Beyond the helix: will the NHS Ten-Year Plan deliver for people with rare genetic conditions?

When UK Prime Minister Keir Starmer and UK health secretary Wes Streeting launched Fit for the Future: Ten-Year Health Plan for England, it was clear that the government wanted us to see this document as a vision for a modern, science-led and tech-driven NHS. The front cover – featuring a bright, sparkling DNA double helix – not-so-subtly underscored the Plan's ambition for a modern healthcare service with genomics at its core. Genetic Alliance UK has been reviewing this 168-page document, to understand what the Plan means for the 3.5 million people living with genetic, rare, and undiagnosed conditions in the UK.

Genomics at the heart of the NHS

Genetic Alliance UK welcomes the NHS ten-Year Plan's bold commitment to embedding genomic medicine into routine clinical care. This strategic shift recognises the profound potential of genomics to revolutionise how we understand, diagnose, and treat many conditions.

Central to the vision is the establishment of a new 'genomics population health service', designed to integrate genomics more seamlessly across the healthcare system. This includes proposals for a unified genomic record, which promises to consolidate vital patient data, facilitating more comprehensive and personalised care pathways. The emphasis on pharmacogenomics, tailoring drug treatments based on an individual's genetic makeup, holds great promise for optimising therapies and minimising adverse reactions, a significant benefit for people often navigating complex medication regimes.

Committing to the ambitious goal of sequencing the DNA of every newborn baby by 2030, £650 million is allocated to whole genome sequencing, to grasp the twin opportunities set out by the Generation Study – faster diagnosis leading to better information earlier for families affected by rare conditions (and potentially earlier interventions), and the more complex and ambitious concept of personalised care through predictive genomics (see BioNews 1172, 1210, 1259 and 1261). The wording of the announcement, though light on detail, suggests both.

Having argued for change in newborn screening decisionmaking for many years (see BioNews 1023, 1120, 1123 and 1180), this ambition must be welcomed. It's an announcement akin to John F Kennedy's 1962 'We choose to go to the Moon' speech. It tells us precisely where we need to be in ten years, leaving the pathway to be designed. The necessity for change is now not in doubt.

More broadly, the benefits of a fully integrated genomic health service will not materialise overnight. The infrastructure, workforce, and ethical frameworks required for such a transformation demand careful implementation. This is where there is a valuable opportunity for our community to inform how we reach this goal.

The very nature of a decade-long strategy presents challenges. For those currently living with the daily realities of a genetic, rare and undiagnosed condition, ten years is not merely a strategic timeline. It is a significant portion of a lifetime.

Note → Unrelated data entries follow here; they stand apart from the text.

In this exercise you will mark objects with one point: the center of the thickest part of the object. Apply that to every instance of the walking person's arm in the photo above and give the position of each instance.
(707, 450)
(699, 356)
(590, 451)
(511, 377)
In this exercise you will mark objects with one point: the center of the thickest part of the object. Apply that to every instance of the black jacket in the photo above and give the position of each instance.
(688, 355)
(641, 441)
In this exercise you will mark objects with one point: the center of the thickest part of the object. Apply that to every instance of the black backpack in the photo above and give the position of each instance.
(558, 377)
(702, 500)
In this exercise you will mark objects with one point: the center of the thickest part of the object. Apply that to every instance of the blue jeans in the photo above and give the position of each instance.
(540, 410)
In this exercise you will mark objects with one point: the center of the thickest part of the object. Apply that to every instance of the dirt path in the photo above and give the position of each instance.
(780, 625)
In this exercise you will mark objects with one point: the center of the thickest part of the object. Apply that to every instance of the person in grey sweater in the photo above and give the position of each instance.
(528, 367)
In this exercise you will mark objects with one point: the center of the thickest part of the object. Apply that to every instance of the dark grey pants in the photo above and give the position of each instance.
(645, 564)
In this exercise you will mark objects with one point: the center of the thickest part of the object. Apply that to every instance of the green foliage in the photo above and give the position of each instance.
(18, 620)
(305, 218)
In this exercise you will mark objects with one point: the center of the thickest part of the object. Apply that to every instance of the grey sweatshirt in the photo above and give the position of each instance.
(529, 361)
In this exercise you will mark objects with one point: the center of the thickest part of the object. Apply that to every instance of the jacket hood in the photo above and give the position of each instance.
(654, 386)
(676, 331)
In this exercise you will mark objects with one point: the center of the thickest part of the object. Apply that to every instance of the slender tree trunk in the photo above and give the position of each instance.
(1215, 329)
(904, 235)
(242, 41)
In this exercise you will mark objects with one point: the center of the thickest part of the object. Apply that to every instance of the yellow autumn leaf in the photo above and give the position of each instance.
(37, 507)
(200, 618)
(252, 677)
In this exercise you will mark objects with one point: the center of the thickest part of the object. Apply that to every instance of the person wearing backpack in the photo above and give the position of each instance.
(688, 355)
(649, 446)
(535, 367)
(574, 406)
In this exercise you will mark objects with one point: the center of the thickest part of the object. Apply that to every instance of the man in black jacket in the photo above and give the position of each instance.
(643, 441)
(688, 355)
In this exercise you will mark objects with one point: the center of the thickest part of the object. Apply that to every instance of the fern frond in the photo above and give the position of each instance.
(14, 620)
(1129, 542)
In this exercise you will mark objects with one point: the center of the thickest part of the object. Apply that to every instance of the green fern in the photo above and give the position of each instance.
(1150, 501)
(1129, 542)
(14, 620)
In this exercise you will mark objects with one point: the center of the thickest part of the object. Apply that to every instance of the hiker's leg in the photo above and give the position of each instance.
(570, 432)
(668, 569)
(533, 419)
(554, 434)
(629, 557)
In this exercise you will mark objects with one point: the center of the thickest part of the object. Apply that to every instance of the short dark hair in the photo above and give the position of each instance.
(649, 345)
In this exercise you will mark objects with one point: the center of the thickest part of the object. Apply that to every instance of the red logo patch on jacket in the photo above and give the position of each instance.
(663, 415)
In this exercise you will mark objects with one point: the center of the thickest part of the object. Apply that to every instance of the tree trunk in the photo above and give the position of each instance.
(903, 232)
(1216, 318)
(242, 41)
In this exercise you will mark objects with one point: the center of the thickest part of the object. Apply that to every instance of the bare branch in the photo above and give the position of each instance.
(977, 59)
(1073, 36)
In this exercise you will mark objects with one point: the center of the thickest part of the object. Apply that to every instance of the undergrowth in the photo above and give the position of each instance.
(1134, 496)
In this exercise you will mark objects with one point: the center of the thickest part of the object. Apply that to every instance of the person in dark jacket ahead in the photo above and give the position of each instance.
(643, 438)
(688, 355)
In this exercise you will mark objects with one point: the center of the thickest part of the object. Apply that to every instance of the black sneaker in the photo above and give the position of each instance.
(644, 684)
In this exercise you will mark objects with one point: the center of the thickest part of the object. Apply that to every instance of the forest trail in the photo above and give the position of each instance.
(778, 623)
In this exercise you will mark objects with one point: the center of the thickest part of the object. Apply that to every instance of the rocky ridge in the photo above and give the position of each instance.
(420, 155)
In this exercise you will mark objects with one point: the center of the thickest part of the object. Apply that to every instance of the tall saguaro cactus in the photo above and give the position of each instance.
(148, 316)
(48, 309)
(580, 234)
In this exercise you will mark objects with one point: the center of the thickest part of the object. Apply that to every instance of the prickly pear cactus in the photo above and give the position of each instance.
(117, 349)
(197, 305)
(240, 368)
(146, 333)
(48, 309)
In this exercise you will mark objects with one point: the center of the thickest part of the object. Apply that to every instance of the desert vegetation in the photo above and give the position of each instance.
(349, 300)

Many people affected by genetic, rare and undiagnosed conditions experience a long diagnostic journey, with more than a third waiting more than five years for a confirmed diagnosis. Access to specialist care is frequently limited and poorly coordinated. Furthermore, a staggering 95 percent of rare conditions currently lack any licensed treatment. Even when treatments exist, people encounter systemic barriers and delays in accessing these potentially life-changing medicines, underscoring a critical need for improved pathways from diagnosis to effective interventions and support.

There are some short term benefits that the Plan can deliver. Enhanced self-management via the NHS App, providing direct access to health records and tools for care coordination, appointments, and communication will be helpful. The commitment to health information consistently following the individual is welcome, as is the aim for 95 percent of those with complex needs to have a care plan by 2027. Furthermore, a more innovation-friendly regulatory system – including the Innovator Passport being in place by 2026 – should help to streamline access to new medical technologies and fast-track medicines.

The Plan's emphasis on local neighbourhood health services will undoubtedly benefit our community. However, the Plan understates the value of specialist expertise, and its role in the care of people with genetic, rare and undiagnosed conditions. Decisions to refer to specialised hospitals are crucial, and require expertise. They cannot simply be left to artificial intelligence. We must also ensure that the shift in spending towards out-of-hospital care is not at the expense of specialist services, especially in the context of uncertainty surrounding NHS England's future.

The urgent need for a renewed UK Rare Diseases Framework

Despite the commendable long term vision of the NHS Ten-Year Plan, a renewed UK Rare Diseases Framework is essential to address the immediate challenges faced by our community (see BioNews 1244). The existing Framework strategically addresses critical areas such as diagnosis, professional awareness, care coordination, and ensuring access to specialist services and treatments. Without this dedicated framework, the complexities of genetic, rare and undiagnosed conditions risk being overlooked within the broader Ten-Year Plan healthcare strategies.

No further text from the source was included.